Francis managed to rebuild relations with the Muslim world, that had been damaged by Benedict XVI’s Regensburg speech. He visited more than a dozen Muslim-majority countries and established a close friendship with Sheikh Ahmad al-Tayyeb, Grand Imam of Al-Azhar University, considered the “Vatican” of Sunni Islam, which represents 85% of the Muslims in the world.

In February 2019, in Abu Dhabi, the Pope signed with Sheikh Ahmad al-Tayyeb a historic document on human fraternity. He considered him, along with St. Francis of Assisi, one of the great inspirations for his encyclical “Fratelli Tutti.”

Pope Francis greets Sheikh Ahmad al-Tayyeb, Grand Imam of Al-Azhar, Egypt, after an interfaith meeting at the Founder's Memorial in Abu Dhabi, United Arab Emirates, February 4, 2019

On another note, in 2018 Francis signed a provisional agreement with China —a country with which the Vatican does not hold diplomatic relations— on the appointment of bishops in the communist superpower, which is home to some 12 million Catholics. This agreement has been questioned by conservative sectors but is considered a milestone in this culture of uncompromising dialogue, regardless of the problems.

The enormous scandal of sexual abuse of minors by priests that erupted at the end of the pontificate of John Paul II (1978-2005) and continued into that of his successor, Benedict XVI, also caused him enormous headaches. Although in March 2014 he created a Pontifical Commission for the Protection of Minors, chaired by Cardinal Sean O’Malley, Archbishop of Boston —a U.S. diocese particularly affected by the scandal— the former Archbishop of Buenos Aires really understood the extent of the damage after his trip to Chile in January 2018.

“I was converted,” he admitted in an interview, adding that he had misjudged the problem in Chile, to whose people he publicly apologized in a letter.

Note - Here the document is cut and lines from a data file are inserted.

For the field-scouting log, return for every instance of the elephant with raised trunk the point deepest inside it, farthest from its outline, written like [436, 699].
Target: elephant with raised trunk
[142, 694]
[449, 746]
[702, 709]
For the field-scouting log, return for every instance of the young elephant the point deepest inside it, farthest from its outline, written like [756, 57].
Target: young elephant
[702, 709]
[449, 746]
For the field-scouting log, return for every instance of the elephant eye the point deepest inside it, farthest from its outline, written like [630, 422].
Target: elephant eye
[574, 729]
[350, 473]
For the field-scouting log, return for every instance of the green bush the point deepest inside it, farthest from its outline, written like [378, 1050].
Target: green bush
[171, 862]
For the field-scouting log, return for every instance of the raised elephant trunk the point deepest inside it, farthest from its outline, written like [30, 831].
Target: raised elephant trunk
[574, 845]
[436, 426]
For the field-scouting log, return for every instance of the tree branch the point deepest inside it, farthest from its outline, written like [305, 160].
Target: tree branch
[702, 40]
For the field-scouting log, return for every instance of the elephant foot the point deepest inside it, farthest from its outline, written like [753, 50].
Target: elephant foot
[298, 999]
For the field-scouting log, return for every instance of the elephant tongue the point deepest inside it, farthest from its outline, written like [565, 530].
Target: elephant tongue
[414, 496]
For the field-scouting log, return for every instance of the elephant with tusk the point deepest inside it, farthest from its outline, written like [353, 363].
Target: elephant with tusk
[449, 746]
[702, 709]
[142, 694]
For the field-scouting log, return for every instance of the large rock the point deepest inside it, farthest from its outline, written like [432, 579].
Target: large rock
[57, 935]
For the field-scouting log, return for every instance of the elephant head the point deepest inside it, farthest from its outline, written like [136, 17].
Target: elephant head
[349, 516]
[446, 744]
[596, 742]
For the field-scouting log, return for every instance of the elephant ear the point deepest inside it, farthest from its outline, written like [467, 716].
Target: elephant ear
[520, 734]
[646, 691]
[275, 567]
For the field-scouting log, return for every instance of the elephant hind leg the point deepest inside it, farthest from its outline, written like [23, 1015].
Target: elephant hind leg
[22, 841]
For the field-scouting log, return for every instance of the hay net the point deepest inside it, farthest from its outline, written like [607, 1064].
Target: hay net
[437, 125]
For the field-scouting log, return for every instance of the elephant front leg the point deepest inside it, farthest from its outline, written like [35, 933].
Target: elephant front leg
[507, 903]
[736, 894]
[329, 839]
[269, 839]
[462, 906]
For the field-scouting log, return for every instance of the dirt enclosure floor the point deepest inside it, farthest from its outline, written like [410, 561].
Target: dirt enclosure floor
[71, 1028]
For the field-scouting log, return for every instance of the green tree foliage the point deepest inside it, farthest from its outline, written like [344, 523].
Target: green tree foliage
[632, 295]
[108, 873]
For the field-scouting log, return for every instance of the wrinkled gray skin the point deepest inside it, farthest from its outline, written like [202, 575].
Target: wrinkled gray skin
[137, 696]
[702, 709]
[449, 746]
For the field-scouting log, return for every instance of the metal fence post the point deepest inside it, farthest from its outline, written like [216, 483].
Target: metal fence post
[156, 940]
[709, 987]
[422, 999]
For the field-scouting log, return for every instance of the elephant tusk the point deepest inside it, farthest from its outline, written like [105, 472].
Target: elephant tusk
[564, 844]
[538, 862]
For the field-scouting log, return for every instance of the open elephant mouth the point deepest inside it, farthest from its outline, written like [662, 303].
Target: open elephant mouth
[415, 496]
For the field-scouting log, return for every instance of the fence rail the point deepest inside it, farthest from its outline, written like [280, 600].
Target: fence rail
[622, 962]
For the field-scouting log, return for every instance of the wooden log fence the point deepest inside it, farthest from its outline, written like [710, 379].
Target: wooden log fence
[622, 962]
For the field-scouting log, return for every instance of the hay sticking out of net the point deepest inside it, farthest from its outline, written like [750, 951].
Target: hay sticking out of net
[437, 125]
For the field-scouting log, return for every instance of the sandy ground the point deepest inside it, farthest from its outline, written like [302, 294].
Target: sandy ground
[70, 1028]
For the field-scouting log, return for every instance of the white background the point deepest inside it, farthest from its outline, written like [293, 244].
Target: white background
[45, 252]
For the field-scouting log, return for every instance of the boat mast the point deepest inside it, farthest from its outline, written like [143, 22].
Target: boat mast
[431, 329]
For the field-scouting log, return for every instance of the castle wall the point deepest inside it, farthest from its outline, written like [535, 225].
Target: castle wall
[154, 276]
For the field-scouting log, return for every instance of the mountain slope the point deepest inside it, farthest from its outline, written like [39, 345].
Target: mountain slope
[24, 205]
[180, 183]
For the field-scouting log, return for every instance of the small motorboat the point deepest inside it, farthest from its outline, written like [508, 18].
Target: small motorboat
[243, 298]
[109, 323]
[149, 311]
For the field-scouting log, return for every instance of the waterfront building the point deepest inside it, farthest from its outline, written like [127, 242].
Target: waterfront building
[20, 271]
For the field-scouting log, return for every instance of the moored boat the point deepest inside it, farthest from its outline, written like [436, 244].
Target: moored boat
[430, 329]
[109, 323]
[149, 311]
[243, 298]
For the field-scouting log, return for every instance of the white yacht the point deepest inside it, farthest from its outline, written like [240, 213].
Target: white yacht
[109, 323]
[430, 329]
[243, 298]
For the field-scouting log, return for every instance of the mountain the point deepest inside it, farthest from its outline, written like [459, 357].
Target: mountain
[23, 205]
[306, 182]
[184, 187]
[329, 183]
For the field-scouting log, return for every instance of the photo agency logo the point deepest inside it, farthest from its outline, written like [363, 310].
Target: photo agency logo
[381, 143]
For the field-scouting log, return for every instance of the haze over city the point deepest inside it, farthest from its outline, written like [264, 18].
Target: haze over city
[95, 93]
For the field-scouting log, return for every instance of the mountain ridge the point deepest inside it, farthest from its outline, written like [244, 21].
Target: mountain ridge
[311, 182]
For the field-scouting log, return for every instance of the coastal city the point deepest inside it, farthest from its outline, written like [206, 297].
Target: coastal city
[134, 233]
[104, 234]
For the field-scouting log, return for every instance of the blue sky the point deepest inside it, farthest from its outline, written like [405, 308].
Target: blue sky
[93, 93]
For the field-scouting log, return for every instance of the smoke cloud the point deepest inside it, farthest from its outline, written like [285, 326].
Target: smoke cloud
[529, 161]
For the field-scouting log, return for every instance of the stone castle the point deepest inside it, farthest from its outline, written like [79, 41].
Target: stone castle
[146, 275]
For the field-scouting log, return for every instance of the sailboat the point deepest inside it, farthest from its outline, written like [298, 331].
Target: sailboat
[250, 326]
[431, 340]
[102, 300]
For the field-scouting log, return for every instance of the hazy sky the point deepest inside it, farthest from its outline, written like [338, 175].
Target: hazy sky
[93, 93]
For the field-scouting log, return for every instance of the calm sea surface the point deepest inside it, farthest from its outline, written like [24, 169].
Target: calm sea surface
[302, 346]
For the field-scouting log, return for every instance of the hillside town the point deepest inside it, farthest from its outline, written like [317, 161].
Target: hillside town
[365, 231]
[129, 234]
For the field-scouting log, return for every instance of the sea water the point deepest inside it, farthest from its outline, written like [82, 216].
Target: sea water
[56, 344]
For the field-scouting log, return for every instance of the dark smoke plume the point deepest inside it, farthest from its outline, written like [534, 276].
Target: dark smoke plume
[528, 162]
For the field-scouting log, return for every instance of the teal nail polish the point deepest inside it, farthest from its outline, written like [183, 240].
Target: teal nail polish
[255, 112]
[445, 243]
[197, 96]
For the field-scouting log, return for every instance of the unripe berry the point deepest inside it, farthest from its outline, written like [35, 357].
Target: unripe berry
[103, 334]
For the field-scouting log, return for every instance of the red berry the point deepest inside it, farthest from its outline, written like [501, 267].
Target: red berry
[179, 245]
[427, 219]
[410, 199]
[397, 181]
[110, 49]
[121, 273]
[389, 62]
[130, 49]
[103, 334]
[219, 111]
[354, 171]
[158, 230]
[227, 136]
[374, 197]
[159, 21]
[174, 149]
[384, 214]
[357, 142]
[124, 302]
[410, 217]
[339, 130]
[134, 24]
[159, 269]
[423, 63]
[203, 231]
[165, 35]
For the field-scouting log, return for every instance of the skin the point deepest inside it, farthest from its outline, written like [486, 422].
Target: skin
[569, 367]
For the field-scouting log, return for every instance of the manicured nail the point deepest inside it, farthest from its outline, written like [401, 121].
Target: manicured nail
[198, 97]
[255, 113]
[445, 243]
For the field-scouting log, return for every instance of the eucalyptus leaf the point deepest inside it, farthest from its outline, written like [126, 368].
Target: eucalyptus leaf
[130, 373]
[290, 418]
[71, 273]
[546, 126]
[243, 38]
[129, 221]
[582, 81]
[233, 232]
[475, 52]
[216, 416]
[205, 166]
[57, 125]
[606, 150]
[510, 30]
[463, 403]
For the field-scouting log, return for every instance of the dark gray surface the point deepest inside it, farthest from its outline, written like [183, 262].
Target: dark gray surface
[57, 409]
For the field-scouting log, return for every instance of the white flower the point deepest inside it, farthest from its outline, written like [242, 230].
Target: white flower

In addition to inviting three Chilean victims to spend time with him at his home in Santa Marta, where he again asked for their forgiveness, and convening an anti-abuse summit with the heads of all the episcopates, during his pontificate Francis has passed numerous laws to hold bishops accountable and properly investigate cases of sexual abuse of minors.

Many Vatican experts believe the issue will be crucial in choosing his successor, who must have a “clean” record in this regard.

Preparing his succession

Speaking of succession, it is well known that throughout his pontificate and nine consistories, Francis has internationalized the College of Cardinals as never before. Breaking with tradition, he appointed as top aides not the archbishops of large dioceses, whose holders had previously automatically received the purple biretta, but those prelates “that smelled of sheep”, men from peripheral cities and countries that had never been represented in the College.

Thus, he changed the geography of the conclave that will elect his successor. There is no longer a European majority, as there was at the time of his election: now, more than three quarters of the cardinal electors (under 80 years of age) were appointed by Francis. However, this does not guarantee that his successor, the 267th Pope, will follow in his footsteps as a great reformer. Although many believe that on many issues, the new Pope will not be able to reverse Francis’ course.